В коридоре за дверью прошли, и кто-то сказал негромко: «Юго-Западный принял Брусилов, нынче объявлено».
Шабанов на это не повернул головы.
Фамилию я знал — из той жизни, где от неё мне давно нет проку. Она означала, что летом где-то на юге у нас выйдет не так, как выходит здесь, и ровно ничего сверх этого. Двести шагов Сотникова ею не удержишь.
Я спросил про единственное, что мне ещё было нужно:
— Кого мне слушать на месте?
— Никого. Сотникову я послал предписание, он вам сдаст и останется при своём батальоне. Спорить он не станет, он второй месяц не спит.
* * *
Выехали в четвёртом часу, и рассвет догнал нас на полпути.
Я видел много дорог за эти полтора года, и по большей части все они были одинаковы: грязь, обозы, брошенное имущество, ругань на переправах. Эта была другая, и разница открывалась не сразу, а понемногу, как открывается запах в закрытом помещении.
Сперва пошли повозки — навстречу, порожняком и с людьми, парами и в одиночку, и по ним ещё нельзя было понять ничего, потому что раненых возят со всякого фронта и всякий день.
Потом кончился лес, и стало видно поле.
Поле это тянулось версты на три в глубину и уходило вправо и влево за край зрения, и на всём его протяжении не было ни одного места, где земля лежала бы так, как её положила природа. Она была перевёрнута, перемешана, вывернута наизнанку, вспахана снарядами вдоль и поперёк по нескольку раз, и в этой перепаханной земле стояла вода — не лужами, а в каждой воронке, и воронок было столько, что они соединялись краями и образовывали как бы сплошное мелкое озеро с перемычками из глины.
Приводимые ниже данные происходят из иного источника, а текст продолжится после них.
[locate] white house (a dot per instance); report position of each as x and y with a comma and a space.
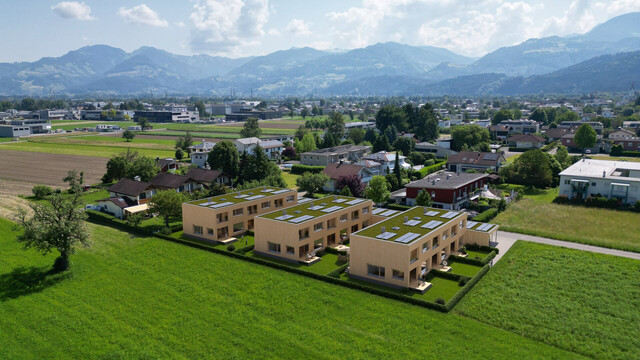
611, 179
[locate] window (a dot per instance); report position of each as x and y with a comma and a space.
273, 247
374, 270
397, 274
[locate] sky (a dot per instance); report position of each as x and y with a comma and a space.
33, 29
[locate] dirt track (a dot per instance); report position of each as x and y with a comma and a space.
49, 169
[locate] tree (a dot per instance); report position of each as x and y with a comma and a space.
378, 189
500, 116
353, 182
167, 204
128, 135
224, 157
311, 183
251, 128
471, 135
585, 137
357, 135
405, 145
423, 198
179, 154
57, 224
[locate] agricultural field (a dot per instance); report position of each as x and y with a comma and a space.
190, 303
574, 300
48, 169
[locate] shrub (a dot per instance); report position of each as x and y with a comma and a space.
41, 191
301, 169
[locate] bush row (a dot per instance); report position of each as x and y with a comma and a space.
486, 215
301, 169
466, 288
431, 169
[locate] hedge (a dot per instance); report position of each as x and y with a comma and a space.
465, 289
486, 215
301, 169
431, 169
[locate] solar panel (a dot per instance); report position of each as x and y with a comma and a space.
220, 205
284, 217
301, 219
386, 235
432, 224
355, 201
449, 215
406, 238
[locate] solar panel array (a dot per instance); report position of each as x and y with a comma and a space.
354, 201
284, 217
386, 235
412, 222
449, 215
432, 224
406, 238
301, 219
331, 209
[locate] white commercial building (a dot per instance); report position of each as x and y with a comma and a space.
611, 179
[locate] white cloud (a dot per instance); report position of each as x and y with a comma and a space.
73, 10
223, 27
298, 27
142, 15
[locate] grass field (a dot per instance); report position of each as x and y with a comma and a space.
140, 297
600, 227
578, 301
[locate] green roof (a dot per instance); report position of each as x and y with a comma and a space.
409, 226
312, 209
237, 197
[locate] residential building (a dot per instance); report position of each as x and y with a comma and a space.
332, 155
473, 160
611, 179
225, 217
336, 171
526, 141
448, 190
388, 160
308, 227
200, 153
401, 250
430, 148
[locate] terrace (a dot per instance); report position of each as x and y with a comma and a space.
411, 225
238, 197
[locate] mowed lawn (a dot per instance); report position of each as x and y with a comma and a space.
138, 297
579, 301
600, 227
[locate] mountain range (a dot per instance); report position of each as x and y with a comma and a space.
607, 58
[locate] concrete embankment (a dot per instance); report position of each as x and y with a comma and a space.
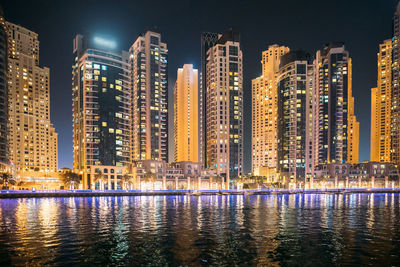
96, 193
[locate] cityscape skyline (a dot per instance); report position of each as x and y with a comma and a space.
63, 126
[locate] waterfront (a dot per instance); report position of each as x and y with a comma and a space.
297, 229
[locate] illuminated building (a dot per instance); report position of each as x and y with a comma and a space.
395, 94
367, 174
208, 40
149, 79
32, 139
224, 106
101, 107
295, 121
336, 130
381, 106
186, 122
265, 110
3, 92
184, 175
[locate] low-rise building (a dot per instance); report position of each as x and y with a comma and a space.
186, 175
362, 175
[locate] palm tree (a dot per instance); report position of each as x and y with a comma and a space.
69, 178
7, 178
98, 177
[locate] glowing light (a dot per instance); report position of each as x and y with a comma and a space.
105, 42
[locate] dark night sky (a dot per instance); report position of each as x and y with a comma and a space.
361, 24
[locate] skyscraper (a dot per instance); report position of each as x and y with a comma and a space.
224, 106
3, 91
381, 105
294, 117
186, 116
336, 130
265, 110
32, 138
101, 105
395, 94
208, 40
148, 62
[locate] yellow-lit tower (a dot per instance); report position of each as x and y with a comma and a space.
33, 141
381, 105
264, 115
186, 119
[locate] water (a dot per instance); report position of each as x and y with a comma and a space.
313, 229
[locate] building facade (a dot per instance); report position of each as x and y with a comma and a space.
381, 106
265, 111
224, 106
395, 94
3, 91
101, 106
336, 130
208, 40
362, 175
148, 63
32, 138
185, 175
186, 116
294, 117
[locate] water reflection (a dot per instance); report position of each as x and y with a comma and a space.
311, 229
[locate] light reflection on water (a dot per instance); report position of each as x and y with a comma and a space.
311, 229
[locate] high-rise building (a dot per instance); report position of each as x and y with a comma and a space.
224, 106
294, 117
395, 95
186, 116
32, 139
3, 91
265, 110
148, 62
336, 130
381, 106
101, 106
208, 40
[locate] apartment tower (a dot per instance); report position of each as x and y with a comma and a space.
32, 138
3, 91
336, 130
186, 116
148, 63
294, 117
208, 40
395, 94
265, 111
224, 106
101, 106
381, 106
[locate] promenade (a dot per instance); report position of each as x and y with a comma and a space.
98, 193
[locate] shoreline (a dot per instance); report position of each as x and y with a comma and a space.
4, 194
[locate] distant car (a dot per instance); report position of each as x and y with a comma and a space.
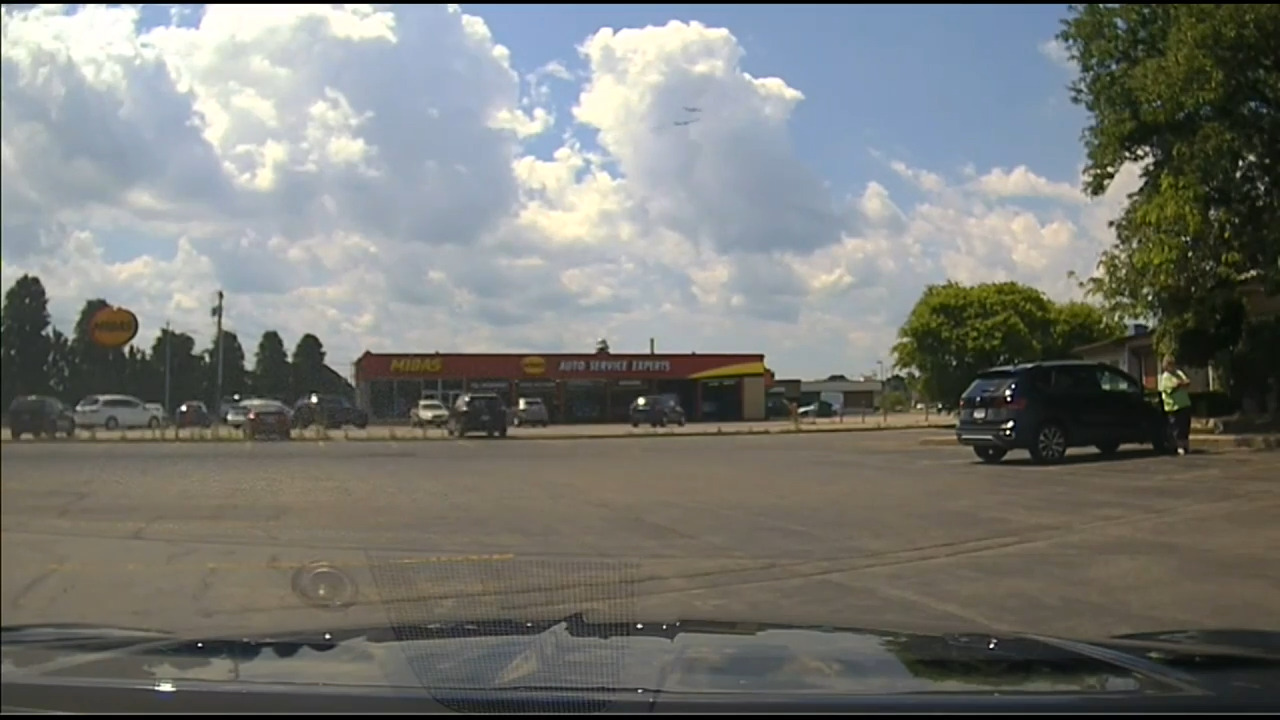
266, 418
531, 411
1047, 408
657, 410
112, 411
40, 415
429, 414
478, 413
193, 414
236, 415
330, 410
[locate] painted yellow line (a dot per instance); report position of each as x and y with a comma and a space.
277, 565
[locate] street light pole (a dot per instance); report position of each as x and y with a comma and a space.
218, 381
168, 367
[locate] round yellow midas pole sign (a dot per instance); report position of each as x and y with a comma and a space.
113, 327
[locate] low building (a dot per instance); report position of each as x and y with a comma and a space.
1134, 352
858, 395
576, 388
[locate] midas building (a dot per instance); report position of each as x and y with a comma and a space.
576, 388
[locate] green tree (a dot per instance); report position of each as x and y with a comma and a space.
24, 340
60, 365
955, 331
1192, 92
273, 376
309, 369
1075, 324
186, 368
234, 376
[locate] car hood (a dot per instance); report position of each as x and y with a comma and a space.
673, 657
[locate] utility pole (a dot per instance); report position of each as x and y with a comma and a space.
168, 367
218, 382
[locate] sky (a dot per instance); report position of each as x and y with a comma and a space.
508, 178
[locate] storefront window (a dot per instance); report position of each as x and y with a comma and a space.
621, 395
547, 392
584, 401
502, 388
405, 395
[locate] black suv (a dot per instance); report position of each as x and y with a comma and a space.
478, 413
657, 410
1046, 408
330, 410
40, 415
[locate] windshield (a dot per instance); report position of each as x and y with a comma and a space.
947, 319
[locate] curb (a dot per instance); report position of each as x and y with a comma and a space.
544, 437
1208, 442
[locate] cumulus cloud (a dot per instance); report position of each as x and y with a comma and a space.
364, 173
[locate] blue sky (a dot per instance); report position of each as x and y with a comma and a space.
936, 86
730, 222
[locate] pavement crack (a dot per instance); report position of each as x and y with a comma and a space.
31, 586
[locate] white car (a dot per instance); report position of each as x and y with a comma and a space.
237, 414
112, 411
429, 413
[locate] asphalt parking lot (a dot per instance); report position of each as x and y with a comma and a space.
403, 432
853, 529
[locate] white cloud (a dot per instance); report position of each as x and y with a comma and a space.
362, 174
1056, 53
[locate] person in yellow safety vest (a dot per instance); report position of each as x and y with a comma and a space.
1178, 404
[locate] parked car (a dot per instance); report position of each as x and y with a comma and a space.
478, 413
429, 413
193, 414
1047, 408
266, 418
330, 410
112, 411
531, 411
236, 415
40, 415
657, 410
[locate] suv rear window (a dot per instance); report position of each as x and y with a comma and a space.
990, 383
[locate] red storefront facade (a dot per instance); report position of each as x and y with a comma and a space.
576, 388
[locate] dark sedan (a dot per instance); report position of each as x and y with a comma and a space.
266, 419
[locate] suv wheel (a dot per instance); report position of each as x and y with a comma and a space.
1050, 445
991, 454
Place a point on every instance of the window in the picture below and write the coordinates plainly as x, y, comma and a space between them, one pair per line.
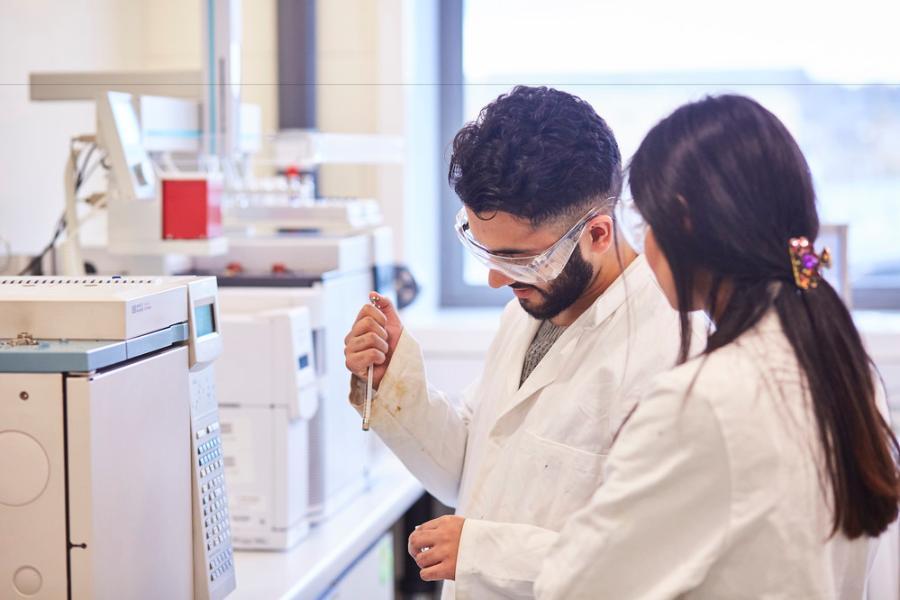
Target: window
829, 72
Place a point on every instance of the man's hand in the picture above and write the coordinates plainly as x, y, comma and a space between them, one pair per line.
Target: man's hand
373, 339
435, 545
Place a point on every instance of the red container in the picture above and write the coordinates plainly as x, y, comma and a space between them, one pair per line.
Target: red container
192, 207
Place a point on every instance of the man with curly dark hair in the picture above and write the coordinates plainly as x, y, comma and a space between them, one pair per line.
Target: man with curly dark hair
539, 174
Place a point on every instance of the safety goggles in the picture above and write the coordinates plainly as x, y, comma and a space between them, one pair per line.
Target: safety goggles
539, 268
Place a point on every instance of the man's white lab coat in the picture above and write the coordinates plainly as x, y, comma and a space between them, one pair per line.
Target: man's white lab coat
714, 490
517, 462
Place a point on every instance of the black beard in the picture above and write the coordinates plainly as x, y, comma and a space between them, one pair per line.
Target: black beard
564, 290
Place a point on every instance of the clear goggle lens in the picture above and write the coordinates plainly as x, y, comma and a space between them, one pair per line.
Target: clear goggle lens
538, 269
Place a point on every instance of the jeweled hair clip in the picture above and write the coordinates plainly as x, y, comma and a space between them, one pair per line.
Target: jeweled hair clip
806, 263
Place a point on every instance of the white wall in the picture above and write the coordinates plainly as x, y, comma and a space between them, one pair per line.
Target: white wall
49, 35
377, 65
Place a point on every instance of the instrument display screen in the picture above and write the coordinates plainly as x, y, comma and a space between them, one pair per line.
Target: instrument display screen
204, 320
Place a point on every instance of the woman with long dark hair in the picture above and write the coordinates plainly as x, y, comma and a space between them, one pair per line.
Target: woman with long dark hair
763, 468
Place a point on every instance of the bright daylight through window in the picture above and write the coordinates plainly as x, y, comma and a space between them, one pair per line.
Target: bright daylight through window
829, 71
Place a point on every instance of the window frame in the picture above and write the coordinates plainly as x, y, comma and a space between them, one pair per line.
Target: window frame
454, 291
875, 293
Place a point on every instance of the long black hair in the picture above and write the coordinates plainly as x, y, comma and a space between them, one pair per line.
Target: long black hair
724, 187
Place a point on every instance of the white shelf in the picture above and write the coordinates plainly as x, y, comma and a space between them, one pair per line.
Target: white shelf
310, 568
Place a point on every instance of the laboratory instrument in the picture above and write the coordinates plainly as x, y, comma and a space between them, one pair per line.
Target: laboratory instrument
112, 479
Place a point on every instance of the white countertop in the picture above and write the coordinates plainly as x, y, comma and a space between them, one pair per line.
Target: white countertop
310, 568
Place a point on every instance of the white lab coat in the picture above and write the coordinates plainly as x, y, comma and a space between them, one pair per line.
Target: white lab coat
517, 462
713, 490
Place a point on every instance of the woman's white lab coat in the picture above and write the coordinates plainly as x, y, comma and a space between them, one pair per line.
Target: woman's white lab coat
714, 489
516, 462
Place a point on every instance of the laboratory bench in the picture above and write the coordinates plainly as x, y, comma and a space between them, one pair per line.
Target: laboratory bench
309, 570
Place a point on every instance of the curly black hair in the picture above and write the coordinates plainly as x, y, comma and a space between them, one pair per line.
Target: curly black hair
536, 153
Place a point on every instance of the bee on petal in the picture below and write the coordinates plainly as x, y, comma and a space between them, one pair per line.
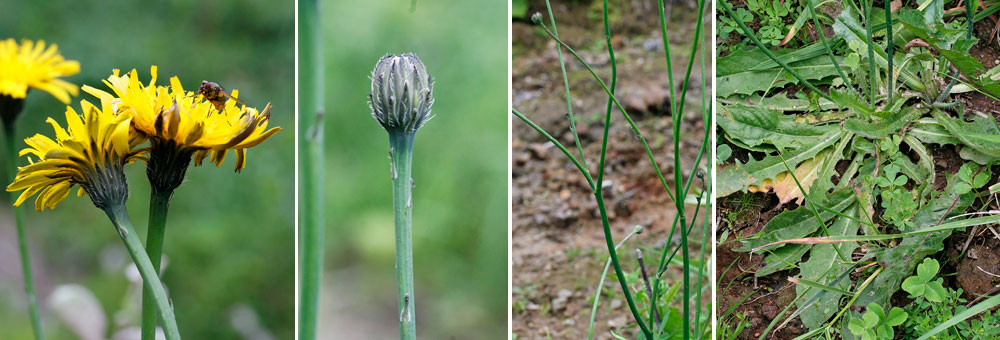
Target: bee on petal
214, 93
Снег в этом озере ещё лежал по краям, серый и ноздреватый, и было в нём то, что я сперва принял за брошенные шинели.
Это были не шинели.
Их было много. Они лежали не рядами, как кладут после боя, а так, как легли: где по одному, где по двое и по трое рядом, и все — головой в одну сторону, к германской линии: все они шли туда, там их и оставили.
Ближние лежали в двухстах шагах от дороги, и по ним можно было понять, сколько времени прошло: первые уже осели в воду и потемнели, а те, что лежали дальше и выше, были ещё в форме, и на одном я разглядел белый бинт на голове, наложенный крест-накрест, аккуратно, чужими руками, — значит, его перевязали, и он после этого встал и пошёл, и его убило вторично.
Мы ехали вдоль этого поля восемь вёрст.
В автомобиле никто не разговаривал. Кожин смотрел прямо перед собой, Туров снял фуражку и держал её на коленях, Ковтун глядел в поле и, кажется, считал.
Я тоже считал и на второй сотне бросил.
Хоронить их было нельзя, и в этом состояла главная и самая простая правда того утра: между нашей линией и германской лежала полоса, простреливаемая с обеих сторон, и всякий, кто выходил туда днём, ложился рядом. Ночью выносили ближних, сколько успевали. Дальних не выносили вовсе.